Société – En Gambie, une exciseuse quasi centenaire : “Je n’arrêterai pas de faire ce que je fais”

 Courrier international  – Yassin Fatty, 96 ans, a été la première femme condamnée en Gambie pour avoir pratiqué des excisions, en vertu d’une loi de 2015. Mais sa peine avait suscité une levée de boucliers des milieux traditionnels et donné lieu à une campagne pour lever l’interdiction de cette pratique. “The New York Times” l’a rencontrée dans son village de Bakadaji.

Il y a des fillettes, assises, nerveuses, dans leur robe toute neuve sous le soleil de l’après-midi. Des musiciens, des gens qui dansent et de grands plateaux de mets. Des couteaux d’un autre temps, fabriqués à la main, et des lames de rasoir flambant neuves. Pour les 30 exciseuses traditionnelles, la cérémonie rappelle les grandes excisions rituelles qu’elles et leurs ancêtres organisaient depuis des siècles et des siècles, dans les forêts de ce petit pays d’Afrique de l’Ouest qu’est la Gambie.

Sauf que cette fête-là, qui se déroule en 2013, dans la petite bourgade de Wassu, en est l’exact opposé : les exciseuses sont venues ici proclamer solennellement leur renoncement à cette pratique. L’une après l’autre, elles font un pas en avant et jurent de ne plus jamais pratiquer d’excision, laissant tomber au sol les couteaux et les lames. Pour ces femmes, cette cérémonie semble marquer la fin d’une tradition ancestrale, d’un pilier de la vie sociale. Pour d’autres, la fin d’une tradition effroyable.

Pourtant, une des femmes présentes ce jour-là, une grand-mère du nom de Yassin Fatty, sera, dix ans plus tard, en 2023, la première exciseuse gambienne à être condamnée pour mutilation génitale féminine.

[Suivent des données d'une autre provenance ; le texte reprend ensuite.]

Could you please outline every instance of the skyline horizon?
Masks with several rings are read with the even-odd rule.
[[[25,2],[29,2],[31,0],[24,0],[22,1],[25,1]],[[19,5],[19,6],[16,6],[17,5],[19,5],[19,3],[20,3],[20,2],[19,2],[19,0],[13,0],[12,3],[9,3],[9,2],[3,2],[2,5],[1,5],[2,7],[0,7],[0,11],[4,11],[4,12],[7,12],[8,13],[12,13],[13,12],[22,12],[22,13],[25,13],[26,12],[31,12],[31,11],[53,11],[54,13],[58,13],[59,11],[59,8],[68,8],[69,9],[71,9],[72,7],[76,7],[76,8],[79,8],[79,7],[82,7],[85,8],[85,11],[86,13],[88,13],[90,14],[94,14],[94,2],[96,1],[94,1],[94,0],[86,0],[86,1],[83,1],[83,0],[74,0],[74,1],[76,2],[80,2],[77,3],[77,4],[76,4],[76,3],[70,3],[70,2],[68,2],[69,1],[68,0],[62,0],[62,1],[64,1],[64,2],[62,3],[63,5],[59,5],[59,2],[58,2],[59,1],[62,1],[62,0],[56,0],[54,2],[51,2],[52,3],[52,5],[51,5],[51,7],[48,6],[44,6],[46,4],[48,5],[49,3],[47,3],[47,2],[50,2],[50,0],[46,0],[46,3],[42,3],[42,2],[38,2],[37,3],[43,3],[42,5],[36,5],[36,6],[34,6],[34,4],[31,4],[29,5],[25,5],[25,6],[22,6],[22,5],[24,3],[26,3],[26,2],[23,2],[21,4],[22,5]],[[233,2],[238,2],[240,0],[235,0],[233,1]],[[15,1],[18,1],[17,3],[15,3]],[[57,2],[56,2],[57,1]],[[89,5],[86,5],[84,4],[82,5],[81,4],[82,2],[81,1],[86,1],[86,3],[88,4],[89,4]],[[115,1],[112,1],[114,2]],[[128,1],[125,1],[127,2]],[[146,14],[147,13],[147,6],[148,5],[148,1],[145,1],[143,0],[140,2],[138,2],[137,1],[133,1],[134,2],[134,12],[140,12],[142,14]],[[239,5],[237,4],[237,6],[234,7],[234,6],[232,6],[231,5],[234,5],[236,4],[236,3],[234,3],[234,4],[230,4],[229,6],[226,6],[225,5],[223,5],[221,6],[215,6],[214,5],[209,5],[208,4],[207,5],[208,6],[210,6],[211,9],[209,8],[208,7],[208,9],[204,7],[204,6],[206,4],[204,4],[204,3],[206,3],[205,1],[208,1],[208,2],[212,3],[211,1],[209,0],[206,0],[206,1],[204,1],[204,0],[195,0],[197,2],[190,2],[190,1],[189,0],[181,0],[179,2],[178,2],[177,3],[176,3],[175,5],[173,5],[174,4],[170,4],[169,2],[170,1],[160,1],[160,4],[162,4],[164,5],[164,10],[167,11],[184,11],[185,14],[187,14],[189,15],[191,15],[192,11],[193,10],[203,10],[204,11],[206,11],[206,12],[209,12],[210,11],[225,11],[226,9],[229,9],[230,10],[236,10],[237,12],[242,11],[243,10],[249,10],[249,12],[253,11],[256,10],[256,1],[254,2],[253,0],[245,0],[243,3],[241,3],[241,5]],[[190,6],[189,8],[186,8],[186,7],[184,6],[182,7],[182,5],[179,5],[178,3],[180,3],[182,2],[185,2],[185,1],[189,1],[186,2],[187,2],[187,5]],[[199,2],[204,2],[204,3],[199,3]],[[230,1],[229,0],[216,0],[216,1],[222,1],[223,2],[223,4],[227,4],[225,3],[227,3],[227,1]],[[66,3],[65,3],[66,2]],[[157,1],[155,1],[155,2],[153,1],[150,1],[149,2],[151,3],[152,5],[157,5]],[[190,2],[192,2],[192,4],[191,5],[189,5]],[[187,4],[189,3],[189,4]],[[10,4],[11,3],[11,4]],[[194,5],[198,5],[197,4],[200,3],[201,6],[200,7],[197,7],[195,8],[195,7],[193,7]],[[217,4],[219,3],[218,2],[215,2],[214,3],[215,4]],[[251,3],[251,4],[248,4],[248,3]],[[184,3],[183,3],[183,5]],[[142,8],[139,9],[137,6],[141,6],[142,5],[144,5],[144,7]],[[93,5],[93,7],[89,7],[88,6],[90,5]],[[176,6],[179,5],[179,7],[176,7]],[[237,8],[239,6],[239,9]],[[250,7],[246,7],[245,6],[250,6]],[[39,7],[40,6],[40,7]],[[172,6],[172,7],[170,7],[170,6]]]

Entre-temps, en 2015, la Gambie a voté une loi interdisant l’excision. Mais, pendant des années, la loi n’a pas été appliquée, et les Gambiens sont restés nombreux à soutenir cette pratique. Aussi, quand Yassin Fatty a été arrêtée et condamnée l’an dernier, un peu partout dans tout le pays, la population s’est soulevée contre cette législation.

La trajectoire de Yassin Fatty n’aurait pas été ce qu’elle est sans deux hommes : un militant anti-mutilations aux motivations troubles et un célèbre imam qui appelle à légaliser de nouveau l’excision.

“S’opposer à l’excision, c’est s’opposer à Dieu”

 

En juillet 2024, nous nous rendons dans la campagne gambienne pour y rencontrer Yassin Fatty. À midi, nous la trouvons endormie, allongée à l’ombre sur une natte, dans la ferme familiale du village de Bakadaji, où elle est née. À 96 ans, elle mérite bien une petite sieste.

Nous nous installons dans une pièce pour discuter, un de ses fils et plusieurs de ses petits-fils assis autour de nous. “Maintenant, ma seule tâche, c’est de manger”, dit-elle, les yeux pétillants, avant de se tourner vers sa fille adoptive, Mariama Souso, pour lui demander quand sera son prochain repas.

Les filles sont excisées depuis la nuit des temps à Bakadaji, un village à la population soudée, niché dans la région de la Rivière centrale. Et pendant des décennies, Yassin Fatty a fait partie des milliers d’exciseuses qui pratiquent cette activité de génération en génération. Elle opérait les fillettes dans une salle de bains extérieure, raconte-t-elle. Juste après, elle les emmenait dans la pièce aux murs en terre où nous nous trouvons assis. Nous regardons autour de nous. Un tissu élimé pend à l’entrée en guise de porte. Pour seuls meubles, un simple lit en bois et un banc couvert d’un tissu brodé de ces mots : “Je t’aime”.

En Gambie, exciser une fillette signifie lui retirer le clitoris et une partie des petites lèvres – et parfois suturer le vagin en ne laissant qu’un petit accès. Ailleurs, exciser une fillette est une mutilation d’une cruauté indicible. Une grande partie de la population gambienne considère que les filles qui ne sont pas excisées sont impures et impies. Elles deviennent souvent des parias. Aucun homme ne voudra les épouser. Personne ne mangera leur cuisine.

Assis sur le sol de terre battue, un des petits-fils de Yassin Fatty, Abdoulaye Cham, 24 ans, prend la parole : on excise aussi les filles pour les empêcher de tromper leur mari. “Beaucoup de jeunes hommes doivent voyager et laisser leur épouse à la maison”, ajoute-t-il.